There is a moment in the Abraham story where everything gets real. Not when God plucks him from obscurity and asks him to go to a faraway place in a faraway land. Not when he must beg for the citizens of Sodom and Gomorrah, only to watch their cities go up in flame. Not even in the birth of his sons, or in the banishment of one and the binding of the other. None of these things manages to wake him from the stupor of his wanderings. Only the death of his wife Sarah at the beginning of this week’s Torah portion forces to look beyond the confines of the present into the distant future.

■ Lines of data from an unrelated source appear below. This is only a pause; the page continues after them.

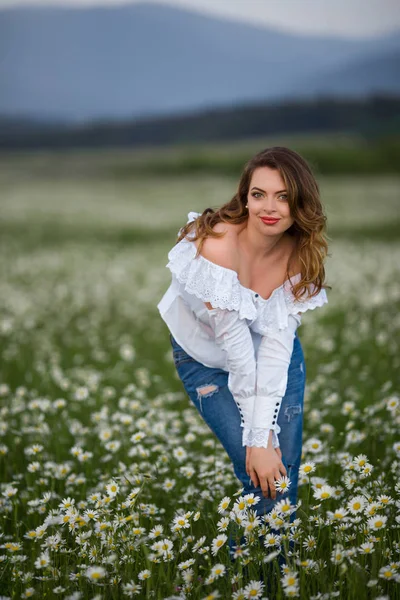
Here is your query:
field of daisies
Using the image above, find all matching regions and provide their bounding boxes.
[0,148,400,600]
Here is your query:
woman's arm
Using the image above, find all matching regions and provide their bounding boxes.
[206,303,256,446]
[245,314,301,448]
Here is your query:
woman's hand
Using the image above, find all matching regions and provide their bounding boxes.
[246,438,287,500]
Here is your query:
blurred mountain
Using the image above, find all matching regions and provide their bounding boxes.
[0,3,400,122]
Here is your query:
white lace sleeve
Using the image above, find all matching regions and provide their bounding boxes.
[209,308,256,446]
[245,315,300,448]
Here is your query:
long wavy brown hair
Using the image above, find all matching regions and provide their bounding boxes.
[176,146,331,300]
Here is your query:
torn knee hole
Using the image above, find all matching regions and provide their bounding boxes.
[196,383,218,398]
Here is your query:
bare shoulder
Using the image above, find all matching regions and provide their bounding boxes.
[287,236,301,276]
[195,221,238,270]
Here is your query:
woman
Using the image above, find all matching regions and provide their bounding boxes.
[157,147,330,560]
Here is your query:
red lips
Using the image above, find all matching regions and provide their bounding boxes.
[261,217,280,225]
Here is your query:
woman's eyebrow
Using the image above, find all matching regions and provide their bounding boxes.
[250,187,287,194]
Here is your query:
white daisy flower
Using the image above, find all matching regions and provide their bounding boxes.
[211,533,228,556]
[243,579,264,600]
[367,515,387,531]
[210,563,226,579]
[347,495,367,515]
[85,566,106,581]
[217,496,231,514]
[313,483,335,500]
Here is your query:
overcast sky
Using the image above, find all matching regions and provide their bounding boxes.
[0,0,400,38]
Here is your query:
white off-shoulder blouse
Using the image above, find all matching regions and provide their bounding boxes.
[157,211,328,448]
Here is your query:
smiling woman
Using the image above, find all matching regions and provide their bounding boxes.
[157,147,329,564]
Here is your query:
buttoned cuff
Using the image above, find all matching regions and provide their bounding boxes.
[242,426,280,448]
[233,395,256,429]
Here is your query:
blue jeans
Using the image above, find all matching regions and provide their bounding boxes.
[170,332,306,564]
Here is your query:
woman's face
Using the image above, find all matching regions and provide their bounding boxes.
[247,167,294,235]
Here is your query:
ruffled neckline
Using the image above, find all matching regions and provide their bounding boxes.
[189,240,301,304]
[181,210,301,304]
[166,212,328,335]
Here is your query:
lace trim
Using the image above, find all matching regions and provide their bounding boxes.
[243,427,279,448]
[166,211,328,335]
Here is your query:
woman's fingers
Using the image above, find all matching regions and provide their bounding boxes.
[250,469,260,487]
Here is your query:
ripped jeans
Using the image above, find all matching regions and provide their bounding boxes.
[170,332,306,564]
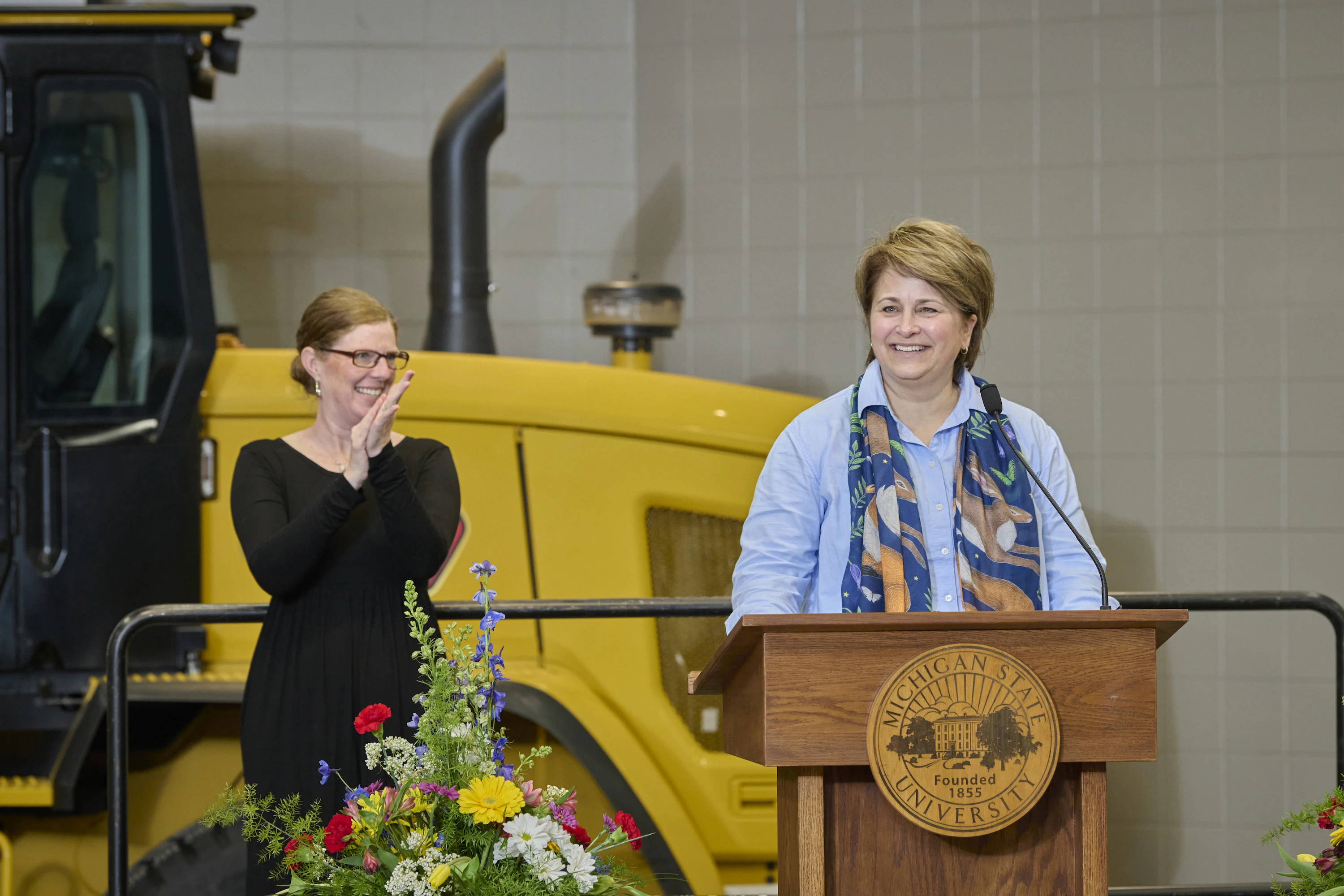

Now at the end of his life, Abraham quickly realizes are two primary duties he must fulfill before he leaves this world. These are duties not to God or to humanity, but for himself as a husband and father. First, he must find a burial ground for his wife, which he does by securing the Cave of Machpelah. And, second, he must attain a wife for his son. To accomplish this, he sends his trusted servant back to his ancestral lands to bring back Rebecca to Isaac. These two tasks pave the road for generations of Jews to follow, providing a deed to the Holy Land and a genetic path forward.
No matter how far we may have wandered from our roots, we all have things we owe ourselves and the world. Sometimes, like with Abraham, these two things are not mutually exclusive. The first step is recognizing what our priorities are. The second is trying to fulfill them. Abraham was lucky to have lived to 175. None of us will have anywhere near that amount of time. As the recent passing of the 18-year-old grandson of a community member reminds us, the time to get started is now.